Cara menghindari tabrakan :

  1. Pergunakan lampu depan. Jika bersepeda malam hari, wajib menggunakan lampu depan. Bahkan untuk siang hari, lampu depan yang dapat berkedip membuat anda lebih terlihat oleh mobil yang dapat memberi anda hantaman Left Cross. Pergunakan lampu LED yang dapat bertahan lebih lama dari lampu batere biasa. Paling bagus Lampu yang terpasang pada helm atau kepala, karena anda dapat langsung melihat pada supir untuk memastikan mereka melihat anda.
  2. Bel. Pasanglah bel yang nyaring dan pergunakan kapanpun anda melihat mobil mendekat atau menunggu di depan anda di sebelah kiri. Kalau tidak ada bel, berteriaklah “Hei!”. Mungkin anda akan risih ngebel atau teriak, tapi lebih baik malu daripada tertabrak.
  3. Kurangi kecepatan. Kalau anda tidak dapat kontak mata dengan supir (terutama malam hari), kurangi kecepatan sedemikian rupa sehingga anda dapat berhenti sepenuhnya jika diperlukan. Tentu kurang nyaman, tapi lebih baik daripada tertabrak. Melakukan hal ini telah menyelamatkan nyawa saya pada banyak kesempatan.
  4. Bersepeda lebih ke kanan. Anda mungkin terbiasa bersepeda di lajur ‘A’ pada gambar, sangat dekat dengan trotoar, karena anda khawatir tertabrak dari belakang. Tapi coba perhatikan mobil tersebut. Saat supir memperhatikan jalan untuk melihat arus lalu lintas, dia tidak melihat lajur sepeda atau wilayah yang dekat tikungan, dia melihat ke bagian tengah lajur untuk melihat jika ada mobil lain. Semakin kanan anda (seperti pada “B”), semakin besar kemungkinannya si supir melihat anda. Ada bonus tambahan di sini : jika pengendara mobil tidak melihat anda dan mulai melintas, anda mungkin masih bisa bergerak ke arah lebih kanan lagi, atau mungkin anda dapat meningkatkan kecepatan dan lolos di depannya sebelum tabrakan terjadi, atau menggeleser di kap depannya saat mereka mengerem. Singkatnya, hal ini memberikan anda beberapa pilihan. Karena jika anda tetap di sisi paling kiri dan mobil mulai melintas, ‘pilihan’ satu-satunya adalah menabrak sisi mobil di bagian pintu. Metode ini telah menyelamatkan saya pada tiga kesempatan, yaitu saat mobil yang akan melintas mengerem dan saya tidak terluka serta saat saya akan menghantam sisi mobil jika tidak bergerak ke arah lebih kanan.
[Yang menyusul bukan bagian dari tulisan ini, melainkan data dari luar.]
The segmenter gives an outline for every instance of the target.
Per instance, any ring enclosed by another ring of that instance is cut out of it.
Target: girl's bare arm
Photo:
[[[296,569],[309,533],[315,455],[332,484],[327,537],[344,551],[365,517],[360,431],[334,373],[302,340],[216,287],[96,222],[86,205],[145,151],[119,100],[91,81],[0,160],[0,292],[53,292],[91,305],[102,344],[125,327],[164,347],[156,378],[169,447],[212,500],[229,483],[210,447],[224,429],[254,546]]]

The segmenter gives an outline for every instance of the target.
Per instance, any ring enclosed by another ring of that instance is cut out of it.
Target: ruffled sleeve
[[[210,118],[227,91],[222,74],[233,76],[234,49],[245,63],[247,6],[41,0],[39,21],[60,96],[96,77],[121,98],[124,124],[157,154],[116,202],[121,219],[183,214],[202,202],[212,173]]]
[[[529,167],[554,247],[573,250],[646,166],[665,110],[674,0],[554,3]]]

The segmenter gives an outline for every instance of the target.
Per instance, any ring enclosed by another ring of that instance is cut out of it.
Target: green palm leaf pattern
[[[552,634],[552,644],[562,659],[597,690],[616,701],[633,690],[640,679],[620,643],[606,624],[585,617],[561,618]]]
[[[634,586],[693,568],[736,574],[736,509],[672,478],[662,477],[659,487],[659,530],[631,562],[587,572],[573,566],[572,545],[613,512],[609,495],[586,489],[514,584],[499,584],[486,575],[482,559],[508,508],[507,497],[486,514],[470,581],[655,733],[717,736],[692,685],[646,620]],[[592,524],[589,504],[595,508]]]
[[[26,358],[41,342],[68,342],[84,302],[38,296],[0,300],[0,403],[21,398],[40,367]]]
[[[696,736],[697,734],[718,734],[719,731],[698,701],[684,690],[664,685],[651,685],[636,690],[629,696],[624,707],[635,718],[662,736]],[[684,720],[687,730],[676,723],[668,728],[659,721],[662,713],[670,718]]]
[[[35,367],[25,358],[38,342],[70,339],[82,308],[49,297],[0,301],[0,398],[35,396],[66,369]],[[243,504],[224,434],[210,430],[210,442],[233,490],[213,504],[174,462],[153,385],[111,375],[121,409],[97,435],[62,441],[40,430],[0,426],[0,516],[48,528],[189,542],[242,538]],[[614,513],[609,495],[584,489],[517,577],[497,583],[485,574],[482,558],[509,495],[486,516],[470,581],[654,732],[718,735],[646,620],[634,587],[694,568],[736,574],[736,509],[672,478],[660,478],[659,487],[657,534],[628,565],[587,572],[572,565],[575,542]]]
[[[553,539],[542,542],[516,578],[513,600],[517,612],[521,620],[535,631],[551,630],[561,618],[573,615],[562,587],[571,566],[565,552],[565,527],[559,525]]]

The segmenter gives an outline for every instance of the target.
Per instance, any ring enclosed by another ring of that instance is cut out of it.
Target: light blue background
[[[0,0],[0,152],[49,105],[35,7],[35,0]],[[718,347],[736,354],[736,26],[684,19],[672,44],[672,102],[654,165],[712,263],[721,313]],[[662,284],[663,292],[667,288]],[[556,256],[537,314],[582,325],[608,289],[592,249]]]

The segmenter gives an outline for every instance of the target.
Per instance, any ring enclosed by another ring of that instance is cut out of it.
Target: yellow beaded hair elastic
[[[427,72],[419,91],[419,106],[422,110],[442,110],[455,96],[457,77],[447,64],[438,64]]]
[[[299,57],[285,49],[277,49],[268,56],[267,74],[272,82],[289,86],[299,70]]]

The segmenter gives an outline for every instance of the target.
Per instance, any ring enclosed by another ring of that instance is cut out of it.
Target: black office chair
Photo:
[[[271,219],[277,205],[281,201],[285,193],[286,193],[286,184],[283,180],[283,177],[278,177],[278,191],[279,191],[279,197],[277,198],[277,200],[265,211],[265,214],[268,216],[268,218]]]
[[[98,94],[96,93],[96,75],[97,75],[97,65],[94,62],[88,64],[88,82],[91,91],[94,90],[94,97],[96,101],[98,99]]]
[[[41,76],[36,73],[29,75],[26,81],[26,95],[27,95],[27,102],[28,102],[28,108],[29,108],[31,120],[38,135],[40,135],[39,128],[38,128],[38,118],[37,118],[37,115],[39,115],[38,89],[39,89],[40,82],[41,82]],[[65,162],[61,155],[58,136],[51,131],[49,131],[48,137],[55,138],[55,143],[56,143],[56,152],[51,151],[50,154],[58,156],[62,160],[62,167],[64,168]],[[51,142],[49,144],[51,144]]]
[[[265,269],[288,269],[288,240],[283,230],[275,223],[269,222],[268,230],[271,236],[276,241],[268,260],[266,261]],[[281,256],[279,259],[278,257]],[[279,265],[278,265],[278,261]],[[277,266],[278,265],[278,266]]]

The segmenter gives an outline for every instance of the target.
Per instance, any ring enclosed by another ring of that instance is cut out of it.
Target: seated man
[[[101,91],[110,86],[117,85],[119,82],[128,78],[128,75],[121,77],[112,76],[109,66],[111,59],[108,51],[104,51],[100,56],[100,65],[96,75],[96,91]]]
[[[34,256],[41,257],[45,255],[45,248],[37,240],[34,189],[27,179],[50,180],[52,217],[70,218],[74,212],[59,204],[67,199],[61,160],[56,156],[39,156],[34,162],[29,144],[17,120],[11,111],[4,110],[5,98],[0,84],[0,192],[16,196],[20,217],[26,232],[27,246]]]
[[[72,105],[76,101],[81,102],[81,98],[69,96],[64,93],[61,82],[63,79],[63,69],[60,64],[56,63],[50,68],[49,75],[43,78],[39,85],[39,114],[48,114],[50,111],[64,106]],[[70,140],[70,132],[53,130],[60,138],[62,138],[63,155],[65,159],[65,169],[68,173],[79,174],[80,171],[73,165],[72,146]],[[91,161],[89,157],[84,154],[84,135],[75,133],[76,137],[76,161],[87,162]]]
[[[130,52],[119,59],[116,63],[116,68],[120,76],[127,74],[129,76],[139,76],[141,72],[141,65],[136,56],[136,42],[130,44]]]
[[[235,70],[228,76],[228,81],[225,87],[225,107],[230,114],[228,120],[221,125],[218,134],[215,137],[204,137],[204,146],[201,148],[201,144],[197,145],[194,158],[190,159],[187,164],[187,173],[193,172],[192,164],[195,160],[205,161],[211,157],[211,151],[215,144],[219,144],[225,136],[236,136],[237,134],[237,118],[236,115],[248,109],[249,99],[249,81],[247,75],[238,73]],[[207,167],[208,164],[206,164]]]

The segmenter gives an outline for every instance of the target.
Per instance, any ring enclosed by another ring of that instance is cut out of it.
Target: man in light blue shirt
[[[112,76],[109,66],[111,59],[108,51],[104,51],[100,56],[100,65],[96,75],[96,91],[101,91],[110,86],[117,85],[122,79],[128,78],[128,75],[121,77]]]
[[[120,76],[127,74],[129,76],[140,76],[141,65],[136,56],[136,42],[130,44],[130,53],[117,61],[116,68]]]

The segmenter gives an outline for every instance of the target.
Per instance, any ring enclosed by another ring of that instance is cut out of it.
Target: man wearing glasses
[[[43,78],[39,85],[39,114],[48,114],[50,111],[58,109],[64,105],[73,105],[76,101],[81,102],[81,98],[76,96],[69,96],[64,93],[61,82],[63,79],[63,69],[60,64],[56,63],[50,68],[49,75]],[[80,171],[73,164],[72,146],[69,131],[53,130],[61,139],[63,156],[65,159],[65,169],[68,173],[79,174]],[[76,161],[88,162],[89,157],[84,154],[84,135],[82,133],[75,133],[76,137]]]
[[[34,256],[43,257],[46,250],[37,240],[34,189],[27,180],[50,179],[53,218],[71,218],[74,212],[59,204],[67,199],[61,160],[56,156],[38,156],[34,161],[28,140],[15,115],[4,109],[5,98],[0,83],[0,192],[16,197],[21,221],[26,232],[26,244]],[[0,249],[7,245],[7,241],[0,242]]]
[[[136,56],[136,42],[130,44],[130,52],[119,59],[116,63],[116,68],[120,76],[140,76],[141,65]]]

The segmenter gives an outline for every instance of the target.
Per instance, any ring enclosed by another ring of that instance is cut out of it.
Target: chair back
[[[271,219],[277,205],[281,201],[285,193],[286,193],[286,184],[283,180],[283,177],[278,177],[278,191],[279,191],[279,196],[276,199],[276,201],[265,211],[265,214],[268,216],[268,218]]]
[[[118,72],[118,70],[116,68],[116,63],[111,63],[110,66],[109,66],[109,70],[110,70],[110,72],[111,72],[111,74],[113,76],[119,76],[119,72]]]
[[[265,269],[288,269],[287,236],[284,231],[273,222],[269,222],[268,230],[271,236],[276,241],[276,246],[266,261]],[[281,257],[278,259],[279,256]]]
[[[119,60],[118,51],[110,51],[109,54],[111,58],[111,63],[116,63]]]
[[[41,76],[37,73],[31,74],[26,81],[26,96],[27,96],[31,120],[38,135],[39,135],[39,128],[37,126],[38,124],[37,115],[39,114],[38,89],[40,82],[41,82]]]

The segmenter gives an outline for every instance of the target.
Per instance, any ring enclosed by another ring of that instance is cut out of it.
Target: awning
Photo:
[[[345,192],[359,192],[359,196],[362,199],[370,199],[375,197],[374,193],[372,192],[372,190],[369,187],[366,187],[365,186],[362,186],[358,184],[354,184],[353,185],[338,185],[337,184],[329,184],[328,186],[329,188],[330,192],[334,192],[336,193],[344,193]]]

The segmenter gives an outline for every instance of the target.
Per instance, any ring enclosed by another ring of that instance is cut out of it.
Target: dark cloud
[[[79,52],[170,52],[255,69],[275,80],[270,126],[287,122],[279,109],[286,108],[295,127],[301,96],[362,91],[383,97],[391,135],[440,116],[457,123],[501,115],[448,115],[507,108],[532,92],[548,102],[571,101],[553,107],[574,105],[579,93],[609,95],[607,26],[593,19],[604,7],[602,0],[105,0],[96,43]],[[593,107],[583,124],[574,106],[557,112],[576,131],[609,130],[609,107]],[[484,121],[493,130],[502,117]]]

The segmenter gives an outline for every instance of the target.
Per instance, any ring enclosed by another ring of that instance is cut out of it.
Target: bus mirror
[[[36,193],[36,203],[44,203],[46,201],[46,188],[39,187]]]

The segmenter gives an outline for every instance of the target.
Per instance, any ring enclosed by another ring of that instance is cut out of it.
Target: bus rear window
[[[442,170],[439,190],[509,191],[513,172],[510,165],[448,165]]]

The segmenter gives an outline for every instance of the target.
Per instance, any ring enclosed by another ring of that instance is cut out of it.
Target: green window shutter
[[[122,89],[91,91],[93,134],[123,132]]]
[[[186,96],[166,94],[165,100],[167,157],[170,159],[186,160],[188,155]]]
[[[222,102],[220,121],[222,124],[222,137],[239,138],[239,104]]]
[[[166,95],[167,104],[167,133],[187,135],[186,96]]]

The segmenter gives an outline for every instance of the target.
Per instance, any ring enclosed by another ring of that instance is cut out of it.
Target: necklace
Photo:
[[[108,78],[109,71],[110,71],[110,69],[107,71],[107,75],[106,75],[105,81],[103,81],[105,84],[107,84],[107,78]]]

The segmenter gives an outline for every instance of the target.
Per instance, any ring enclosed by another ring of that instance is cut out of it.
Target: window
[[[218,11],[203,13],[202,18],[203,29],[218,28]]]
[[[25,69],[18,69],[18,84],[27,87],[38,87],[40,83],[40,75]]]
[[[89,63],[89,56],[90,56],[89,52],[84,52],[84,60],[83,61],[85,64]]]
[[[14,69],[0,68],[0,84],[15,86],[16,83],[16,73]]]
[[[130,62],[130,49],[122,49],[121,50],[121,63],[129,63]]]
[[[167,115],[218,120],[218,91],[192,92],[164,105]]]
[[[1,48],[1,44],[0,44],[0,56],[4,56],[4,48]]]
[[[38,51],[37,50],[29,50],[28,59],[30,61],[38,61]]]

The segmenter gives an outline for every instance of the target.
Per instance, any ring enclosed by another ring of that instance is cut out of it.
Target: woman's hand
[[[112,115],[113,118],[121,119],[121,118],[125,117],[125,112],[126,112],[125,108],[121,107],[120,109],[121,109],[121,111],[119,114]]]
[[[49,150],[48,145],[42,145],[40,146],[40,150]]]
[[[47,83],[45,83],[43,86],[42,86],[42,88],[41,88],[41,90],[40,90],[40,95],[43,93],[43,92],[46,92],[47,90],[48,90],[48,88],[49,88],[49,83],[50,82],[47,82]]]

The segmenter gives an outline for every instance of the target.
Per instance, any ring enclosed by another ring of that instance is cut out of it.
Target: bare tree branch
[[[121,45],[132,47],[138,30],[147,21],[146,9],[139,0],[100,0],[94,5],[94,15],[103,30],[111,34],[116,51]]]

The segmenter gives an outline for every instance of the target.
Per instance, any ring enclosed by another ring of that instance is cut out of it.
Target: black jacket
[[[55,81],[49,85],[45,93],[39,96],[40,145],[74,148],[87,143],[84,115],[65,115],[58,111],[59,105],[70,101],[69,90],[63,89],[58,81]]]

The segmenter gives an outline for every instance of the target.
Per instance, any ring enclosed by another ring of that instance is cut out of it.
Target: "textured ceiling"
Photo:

Tentu ada untung ruginya. Bersepeda jauh di sisi kiri membuat anda tak terlihat oleh pengendara mobil / motor di persimpangan, tapi bersepeda lebih ke kanan membuat anda lebih rentan terhadap mobil dari arah belakang anda. Posisi lajur anda mungkin bervariasi tergantung dari seberapa besar jalan, jumlah mobil di sana, seberapa cepat dan seberapa dekat mereka menyalip, dan seberapa jauh anda dari persimpangan. Pada jalan dengan lalu lintas cepat dan sedikit persimpangan, anda bersepeda lebih ke kiri. Pada jalan dengan arus lalin lambat dan banyak persimpangan, bersepeda agak lebih ke kanan.

Jenis Tabrakan #2 : DOOR PRIZE

02 - Door Prize

Supir membuka pintu mobil tepat di depan anda. Anda akan menabrak pintu jika tidak dapat berhenti pada waktunya. Jika beruntung, si supir akan keluar dari mobil sebelum anda menabrak pintu, paling tidak anda puas dapat menghempaskan mereka juga saat terjadi tabrakan, dan badan mereka akan meredam benturan. Jenis tabrakan ini terjadi lebih sering dari yang anda bayangkan, dan kenyataannya penyepedah yang menabrak mobil terparkir adalah jenis tabrakan sepeda – mobil #1 di Santa Barbara (sumber)

Cara menghindari tabrakan :

Bersepeda lebih ke arah kanan. Bersepedalah agak ke kanan sedemikian rupa sehingga anda tidak akan menabrak pintu yang terbuka secara tiba – tiba. Anda mungkin khawatir berkendara terlalu jauh ke kanan sehingga mobil di belakang tidak dapat menyalip dengan mudah, tapi anda akan lebih mungkin menabrak pintu mobil yang parkir jika anda berkendara terlalu ke kiri daripada tertabrak dari belakang oleh mobil yang tentunya dapat melihat anda.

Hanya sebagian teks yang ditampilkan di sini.